Stock has given 278% returns in 3 years, which makes sense only if you believe insolvency courts are new incubators. ROE is around 9.7%, book value is ₹4.8/share, and CMP/BV ratio is 61x — basically, the market is valuing this company like it’s selling iPhones, not struggling solar parks. Debt is down to ₹24 crore from ₹105 crore two years ago, thanks to a fancy NCLT-approved haircut.
In short: once bankrupt, now a multibagger. Is this solar power or sheer market delusion?
2. Introduction
Some companies make money by innovating. Some make money by cost-cutting. And then there’s Ujaas Energy, which makes money by surviving courtrooms.
Founded in 1999, Ujaas once dreamt of being India’s solar champion. By 2018, it was juggling projects, debt, and defaults like a reality-show contestant. By 2020, NCLT stepped in — “beta, ab bas.” Finally, in Oct 2023, the SVA Family Welfare Trust and M&B Switchgears swooped in, cleaned the balance sheet, and became new promoters with a 95% stake. Old equity? Sliced and diced like onions in a roadside pav bhaji stall.
Fast forward to FY25: sales shrank to ₹23 crore (smaller than some kirana shops’ annual turnover), but profits turned positive. Why? Because debt was written off and “Other Income” did all the heavy lifting. Investors, however, are treating Ujaas like it’s Tesla + NTPC + Adani Green rolled into one.
Question for you, dear reader: when you see a company with 431x P/E and -10% sales growth TTM, do you call it turnaround or tulip mania?
3. Business Model – WTF Do They Even Do?
Ujaas has more business verticals than actual revenues:
a) Solar Power Plant Ops (56% of revenue): They own a tiny 14 MW portfolio of solar plants. To put this in perspective, NTPC sneezes out more MW in a week.
b) Manufacturing & Sale of Solar Systems (33%): They’ve set up 235 MW cumulative capacity for clients, but current sales are so low that even rooftop solar installers in Delhi might outsell them.
c) EV Segment (~11%): Launched a 2-wheeler EV called E-Spa. Because why not? Every failed infra company is now suddenly a “green EV play.”
Product suite includes:
Ujaas Park: Set up solar units in pre-developed parks.

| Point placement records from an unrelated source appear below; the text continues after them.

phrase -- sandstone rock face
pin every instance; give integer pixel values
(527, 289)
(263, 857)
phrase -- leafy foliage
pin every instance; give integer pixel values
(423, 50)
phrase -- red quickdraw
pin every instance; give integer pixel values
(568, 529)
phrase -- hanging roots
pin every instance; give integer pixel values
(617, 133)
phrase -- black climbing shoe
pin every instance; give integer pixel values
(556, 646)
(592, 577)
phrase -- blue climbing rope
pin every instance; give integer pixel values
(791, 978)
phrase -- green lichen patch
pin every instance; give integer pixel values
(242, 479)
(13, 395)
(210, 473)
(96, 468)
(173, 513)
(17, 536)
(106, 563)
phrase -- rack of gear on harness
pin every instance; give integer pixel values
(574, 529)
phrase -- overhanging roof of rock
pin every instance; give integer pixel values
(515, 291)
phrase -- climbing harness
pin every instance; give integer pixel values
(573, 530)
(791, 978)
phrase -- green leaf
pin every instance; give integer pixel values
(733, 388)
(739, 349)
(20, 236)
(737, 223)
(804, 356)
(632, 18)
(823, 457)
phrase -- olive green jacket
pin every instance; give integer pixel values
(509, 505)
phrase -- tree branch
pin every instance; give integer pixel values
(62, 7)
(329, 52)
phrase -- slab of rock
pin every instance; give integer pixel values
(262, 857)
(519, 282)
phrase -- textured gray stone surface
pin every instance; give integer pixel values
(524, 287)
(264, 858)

Ujaas My Site: Installations for corporates.
Ujaas Home: Rooftop solutions.
Transformers: Because why stop at solar, when you can make transformers up to 25,000 KVA?
It’s like a restaurant menu with 40 dishes but only one order per day.
4. Financials Overview
Quarterly Snapshot (₹ Crore)
Source table
Metric
Q1 FY26 (Jun’25)
Q1 FY25 (Jun’24)
Q4 FY25 (Mar’25)
YoY %
QoQ %
Revenue
2.65
6.29
7.77
-57.9%
-65.9%
EBITDA
-3.24
0.54
0.62
-700%
-622%
PAT
2.49
3.82
0.30
-34.8%
+730%
EPS (₹)
0.22
0.17
0.02
+29.4%
+1000%
Commentary: Sales collapsed by 58% YoY, EBITDA went negative, yet PAT came positive. How? Magic wand = “Other Income” (₹6.5 crore this quarter). Without that, results look uglier than your cousin’s failed MBA project.
1. P/E Based: EPS (TTM) = ₹0.5. Industry PE ~30. Fair Value = 0.5 × (20–30) = ₹10–15.
2. EV/EBITDA: EV = ₹3,261 crore. EBITDA (TTM) ~₹10 crore (inflated by other income). EV/EBITDA = 320x vs peers at ~12x. Fair EV at 12x = 120 crore → Equity Value ≈ 100 crore → Per share ≈ ₹9.